A la belle enseigne : Boutiques lilloises d’autrefois PDF

A la belle enseigne : Boutiques lilloises d’autrefois PDF

Un article de Wikipédia, l’encyclopédie libre. Au premier plan, la colonne de la Déesse. La place est de type grand-place qui se caractérise par un aspect complètement minéral que l’on A la belle enseigne : Boutiques lilloises d’autrefois PDF dans de nombreuses villes des anciens Pays-Bas.


Les collections du Musée de l’Hospice Comtesse de Lille recèlent des trésors méconnus. Parmi eux, la donation par le libraire et érudit Louis Quarré-Reybourbon, d’un ensemble exceptionnel d’enseignes lilloises. De la fin de l’ancien régime au début du XXe siècle, ces symboles de magasins renseignent le chaland sur l’activité commerciale des lieux, sur les savoir-faire et les métiers : poissonnier, débitant de tabac, cabaretier, horloger… Au fil des pages, de l’estaminet au photographe en passant par le luthier ou la styliste, une petite histoire de la ville marchande se dessine et invite, grâce à la richesse des illustrations, à un émouvant voyage dans le temps, une balade au coeur du commerce lillois.

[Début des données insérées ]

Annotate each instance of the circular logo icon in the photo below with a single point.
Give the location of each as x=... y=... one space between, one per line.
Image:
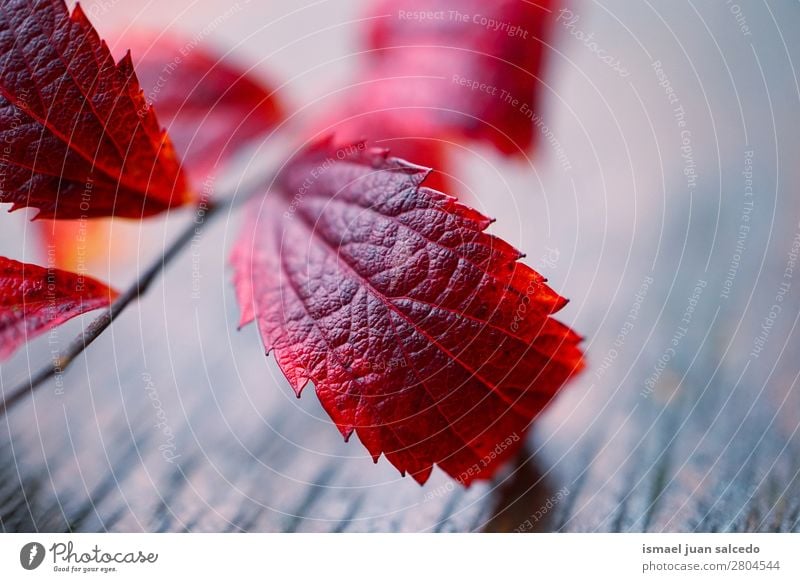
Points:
x=31 y=555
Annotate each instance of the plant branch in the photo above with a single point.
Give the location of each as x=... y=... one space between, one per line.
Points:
x=60 y=363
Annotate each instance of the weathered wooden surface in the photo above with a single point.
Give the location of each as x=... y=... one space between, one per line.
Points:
x=176 y=421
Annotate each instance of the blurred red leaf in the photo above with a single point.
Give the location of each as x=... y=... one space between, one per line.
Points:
x=80 y=139
x=455 y=69
x=210 y=105
x=419 y=330
x=34 y=300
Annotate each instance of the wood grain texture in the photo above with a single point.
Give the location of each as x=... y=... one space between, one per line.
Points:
x=174 y=421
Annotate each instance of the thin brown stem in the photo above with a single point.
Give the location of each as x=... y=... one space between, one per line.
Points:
x=58 y=364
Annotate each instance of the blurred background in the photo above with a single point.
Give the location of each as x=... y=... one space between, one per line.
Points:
x=661 y=199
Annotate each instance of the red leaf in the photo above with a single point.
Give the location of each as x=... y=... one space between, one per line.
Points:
x=34 y=299
x=80 y=138
x=388 y=131
x=210 y=106
x=457 y=68
x=420 y=331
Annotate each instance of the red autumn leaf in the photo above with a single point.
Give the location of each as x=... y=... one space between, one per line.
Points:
x=421 y=332
x=457 y=68
x=34 y=300
x=388 y=131
x=210 y=106
x=80 y=139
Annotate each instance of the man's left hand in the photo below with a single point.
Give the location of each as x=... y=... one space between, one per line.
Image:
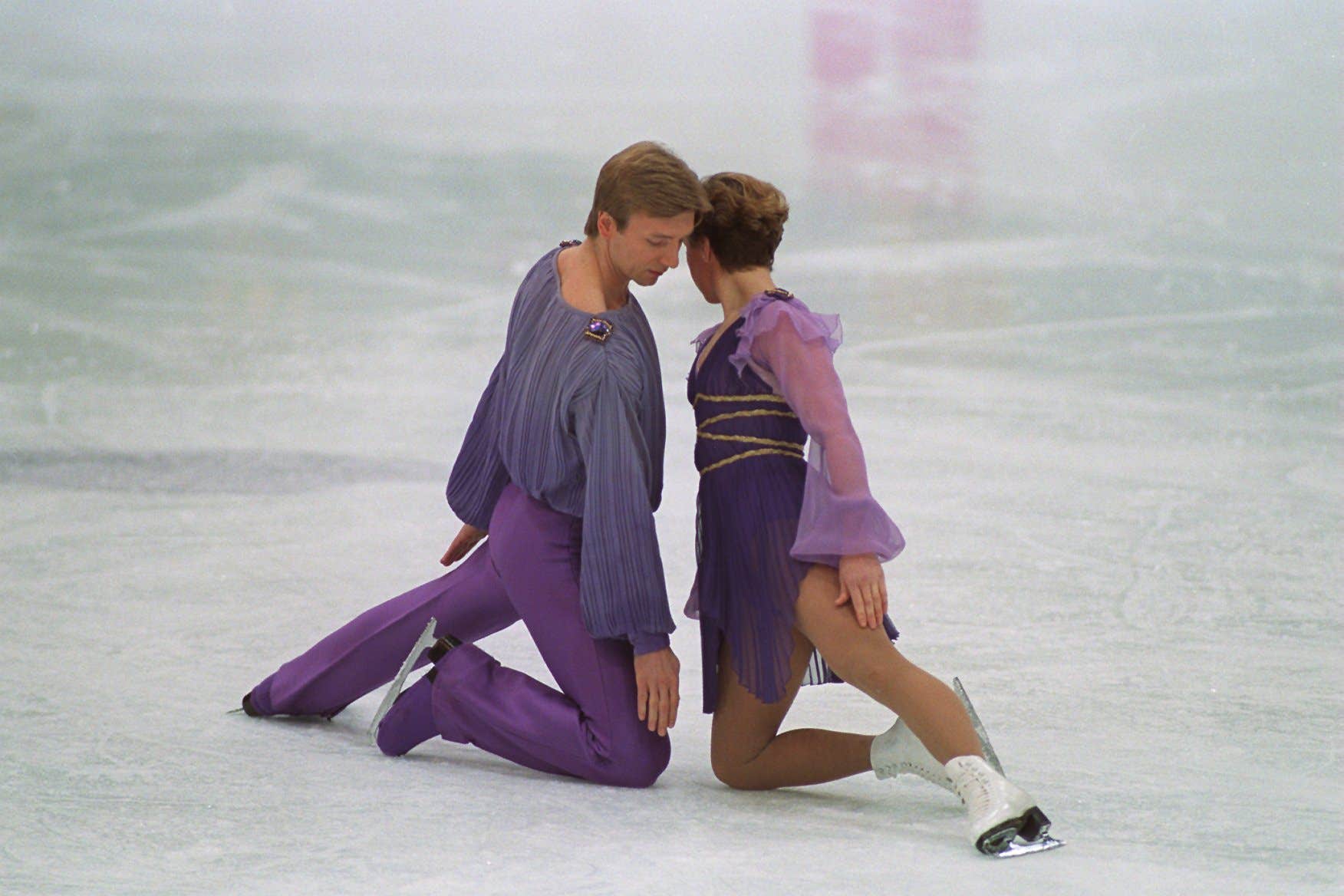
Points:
x=656 y=677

Il s’agit de la place historique et principale de la ville. La Deûle est canalisée, le sol est progressivement surélevé par des remblais, puis pavé afin de créer une place du Marché. La place du Général-de-Gaulle a conservé son rôle de grand-place : c’est toujours un lieu de fête et d’échanges, y compris commerciaux, et de manifestations de tous types. C’est toujours le cœur de la braderie de Lille. Le commerce des livres, avec la librairie le Furet du Nord et les nombreux bouquinistes, y est important également.

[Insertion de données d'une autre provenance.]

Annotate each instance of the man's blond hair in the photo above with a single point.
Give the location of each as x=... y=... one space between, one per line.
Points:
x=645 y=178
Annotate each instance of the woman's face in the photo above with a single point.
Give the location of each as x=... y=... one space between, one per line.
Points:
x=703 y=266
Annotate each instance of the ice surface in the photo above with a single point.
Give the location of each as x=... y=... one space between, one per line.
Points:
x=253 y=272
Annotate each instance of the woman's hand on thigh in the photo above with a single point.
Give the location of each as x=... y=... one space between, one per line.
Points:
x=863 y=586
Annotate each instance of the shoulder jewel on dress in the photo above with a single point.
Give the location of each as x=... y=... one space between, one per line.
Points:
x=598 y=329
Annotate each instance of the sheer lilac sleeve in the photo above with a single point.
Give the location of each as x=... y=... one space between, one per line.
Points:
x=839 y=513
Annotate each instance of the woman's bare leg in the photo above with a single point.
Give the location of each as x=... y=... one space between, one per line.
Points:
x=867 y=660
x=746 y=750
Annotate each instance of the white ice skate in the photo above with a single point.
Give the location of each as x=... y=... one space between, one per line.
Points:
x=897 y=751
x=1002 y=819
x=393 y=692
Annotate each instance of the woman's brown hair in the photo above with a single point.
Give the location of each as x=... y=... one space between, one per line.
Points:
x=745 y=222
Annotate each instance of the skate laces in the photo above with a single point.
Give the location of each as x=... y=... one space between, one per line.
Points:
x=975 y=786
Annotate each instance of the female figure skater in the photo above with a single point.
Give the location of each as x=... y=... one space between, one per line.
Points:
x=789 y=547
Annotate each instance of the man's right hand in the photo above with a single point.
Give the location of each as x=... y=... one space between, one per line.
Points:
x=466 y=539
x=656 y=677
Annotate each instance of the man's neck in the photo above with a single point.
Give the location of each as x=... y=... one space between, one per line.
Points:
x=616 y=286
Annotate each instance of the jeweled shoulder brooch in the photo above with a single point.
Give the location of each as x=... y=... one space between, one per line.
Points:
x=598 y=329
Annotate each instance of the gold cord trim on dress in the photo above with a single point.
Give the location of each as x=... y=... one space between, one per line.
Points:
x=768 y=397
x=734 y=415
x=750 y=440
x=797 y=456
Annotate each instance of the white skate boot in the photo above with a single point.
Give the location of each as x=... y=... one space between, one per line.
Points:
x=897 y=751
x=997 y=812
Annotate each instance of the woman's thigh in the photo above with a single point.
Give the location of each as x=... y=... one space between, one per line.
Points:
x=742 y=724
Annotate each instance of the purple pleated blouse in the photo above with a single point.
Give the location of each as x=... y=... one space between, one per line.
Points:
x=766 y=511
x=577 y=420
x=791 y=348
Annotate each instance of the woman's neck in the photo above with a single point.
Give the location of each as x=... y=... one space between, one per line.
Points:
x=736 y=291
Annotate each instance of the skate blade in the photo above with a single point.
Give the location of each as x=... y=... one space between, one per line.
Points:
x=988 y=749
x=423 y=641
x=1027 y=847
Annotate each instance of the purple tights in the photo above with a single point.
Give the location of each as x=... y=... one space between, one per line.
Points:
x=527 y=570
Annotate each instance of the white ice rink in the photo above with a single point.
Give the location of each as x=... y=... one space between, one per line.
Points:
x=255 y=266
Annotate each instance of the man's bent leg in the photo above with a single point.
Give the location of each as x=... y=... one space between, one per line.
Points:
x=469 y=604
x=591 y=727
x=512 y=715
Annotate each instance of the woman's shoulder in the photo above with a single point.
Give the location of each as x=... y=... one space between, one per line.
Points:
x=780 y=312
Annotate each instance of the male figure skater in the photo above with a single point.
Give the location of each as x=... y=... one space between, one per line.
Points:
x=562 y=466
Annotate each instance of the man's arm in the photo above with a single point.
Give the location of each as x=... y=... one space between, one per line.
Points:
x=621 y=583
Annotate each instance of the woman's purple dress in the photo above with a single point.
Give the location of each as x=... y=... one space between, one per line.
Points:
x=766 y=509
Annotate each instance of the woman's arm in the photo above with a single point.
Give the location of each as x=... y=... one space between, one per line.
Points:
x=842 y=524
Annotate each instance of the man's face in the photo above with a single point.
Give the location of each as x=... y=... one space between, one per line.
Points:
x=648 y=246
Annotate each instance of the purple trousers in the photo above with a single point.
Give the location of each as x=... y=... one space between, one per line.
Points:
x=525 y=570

La place du Général-de-Gaulle, entre la place du Théâtre, la place Rihour, et le Nouveau Siècle. Depuis le 1er août 2016, pour les véhicules motorisés, la place du Général-de-Gaulle est accessible depuis la rue des Manneliers exclusivement. Le passage pour les voitures se fait donc désormais en sens unique. La place est accessible depuis le métro, via la première ligne en sortant à la station Rihour.

Superposition des cartes de Lille actuelle et de Lille au Moyen Âge, avec le positionnement de la Deûle. Superposition d’une carte de Lille actuelle et d’une carte supposée de Lille au Moyen Âge : la grand-place est dans la zone d’alluvion de la Deûle. 1242, ce qui crée un plan d’eau permanent et inonde les caves en bordure de l’actuelle place. En 1271, les travaux de canalisation de la Haute-Deûle sont achevés. Les marchands qui venaient vendre leurs marchandises payaient une taxe à l’entrée de la ville, contre laquelle ils recevaient des méreaux fiscaux, qui attestaient qu’ils étaient en règle.

La place est aussi un lieu symbolique pour les autorités : le revart, premier magistrat de la ville, et le prévôt de la ville, agent du roi, y sont installés. La place du Marché est aussi un lieu de fêtes. Chambre des comptes et l’échevinage à arrenter à des habitants des terrains publics contigus au cimetière. Endettée pour faire face à ces dépenses, la commune vend les maisons au centre de la place. Dès lors, les maisons érigées en même temps séparent la place du Marché en Grand-Place, et Petite-Place, nom de l’époque de la place du Théâtre.